GM plant takes final orders for vans

Officials calculating time needed before the closing

February 04, 2005|By Stacey Hirsh | Stacey Hirsh,SUN STAFF

General Motors accepted final orders this week for the last vans to be manufactured at its Baltimore plant, moving the 70-year-old Broening Highway factory another step closer to its shutdown this year.

The deadline to order the vans was Monday, said Dan Flores, a GM spokesman. He said company officials are calculating how many production days will be needed to fill the plant's final orders so they can schedule a closing date for the factory. About 1,100 workers at the plant are waiting for a shutdown date so they can prepare for early retirement, a transfer to another factory or layoffs.

General Motors announced in November that it would close the plant in Southeast Baltimore sometime in 2005.

"We definitely do not have an approved build-out date," Flores said, "but we're working our way toward that."

Based on past factory shutdowns, experts said production likely will slow as the Baltimore plant fulfills its final vehicle orders and prepares to close.

Michael Flynn, director of the office for the study of automotive transportation at the University of Michigan's Transportation Research Institute, said the plant could shut down in stages, laying off some workers before it closes for good.

Workers must learn of the plant's closing date at least 60 days before its shutdown, as required by federal law. Possible options for the workers once the plant closes include retirement or being placed on layoff status, which means an employee will receive part of his or her take-home pay and be eligible for unemployment benefits. Plant workers earn an average of $27 an hour.

If jobs are available, workers could be transferred to other GM facilities. Fourteen Broening Highway workers have moved to other plants, including the Allison Transmission plant in White Marsh, said Walter Plummer, president of United Auto Workers Local 239, which represents the factory's workers.

Once a giant in Baltimore's manufacturing community, the plant went to one shift from two in 2000.

Its workforce is a fraction of the 7,000 employees at its height 30 years ago.

Sales of the plant's Chevy Astro and GMC Safari vans have been dwindling, and in 2003 Broening Highway was the only major plant targeted for closing under a four-year contract reached between GM and the United Auto Workers.

State officials are lobbying the company to donate the Southeast Baltimore property to Maryland taxpayers once the plant is closed.

The state hopes to build a global trade and technology center at the site to study fuel cells and other transportation advances.

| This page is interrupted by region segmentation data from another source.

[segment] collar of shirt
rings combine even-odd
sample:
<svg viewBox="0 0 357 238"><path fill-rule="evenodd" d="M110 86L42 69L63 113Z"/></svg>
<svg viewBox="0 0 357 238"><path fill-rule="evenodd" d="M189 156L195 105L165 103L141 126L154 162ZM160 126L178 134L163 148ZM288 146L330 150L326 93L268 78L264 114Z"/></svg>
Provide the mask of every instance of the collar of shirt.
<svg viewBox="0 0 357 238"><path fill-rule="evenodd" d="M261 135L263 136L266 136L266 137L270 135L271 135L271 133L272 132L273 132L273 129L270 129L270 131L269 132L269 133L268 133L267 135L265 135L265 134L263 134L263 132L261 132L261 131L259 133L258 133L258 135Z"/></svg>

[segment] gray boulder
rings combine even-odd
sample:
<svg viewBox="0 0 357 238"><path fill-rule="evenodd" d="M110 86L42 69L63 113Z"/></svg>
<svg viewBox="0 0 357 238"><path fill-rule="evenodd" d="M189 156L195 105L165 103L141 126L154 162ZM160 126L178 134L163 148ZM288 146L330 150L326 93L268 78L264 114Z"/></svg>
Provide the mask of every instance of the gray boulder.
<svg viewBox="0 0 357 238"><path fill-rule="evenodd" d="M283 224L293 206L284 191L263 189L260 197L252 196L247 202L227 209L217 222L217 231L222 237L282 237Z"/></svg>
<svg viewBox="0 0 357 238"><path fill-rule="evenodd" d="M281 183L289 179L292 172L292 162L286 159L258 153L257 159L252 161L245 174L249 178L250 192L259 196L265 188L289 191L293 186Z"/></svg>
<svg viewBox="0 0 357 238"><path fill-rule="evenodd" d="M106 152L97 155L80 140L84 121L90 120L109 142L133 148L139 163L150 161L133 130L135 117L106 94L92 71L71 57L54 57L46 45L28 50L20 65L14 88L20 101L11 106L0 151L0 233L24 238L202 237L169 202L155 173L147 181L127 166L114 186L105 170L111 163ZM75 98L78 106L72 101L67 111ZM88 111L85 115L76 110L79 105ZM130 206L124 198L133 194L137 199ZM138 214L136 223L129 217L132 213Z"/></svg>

Maryland officials are writing a proposal for GM that explains its plan for the property. GM has said a decision about the plant's future will take years.

General Motors has been under increasing pressure from Wall Street to close some of its plants, said David E. Cole, chairman of the Center for Automotive Research in Ann Arbor, Mich.

The deadline for Astro and Safari van orders passing this week is another sign that the plant is near the end of its run, Cole said.

Plummer said that for many of the workers, the plant's closing still hasn't soaked in.

"I don't really think it's going to hit them until the final one or two days before the closing," he said.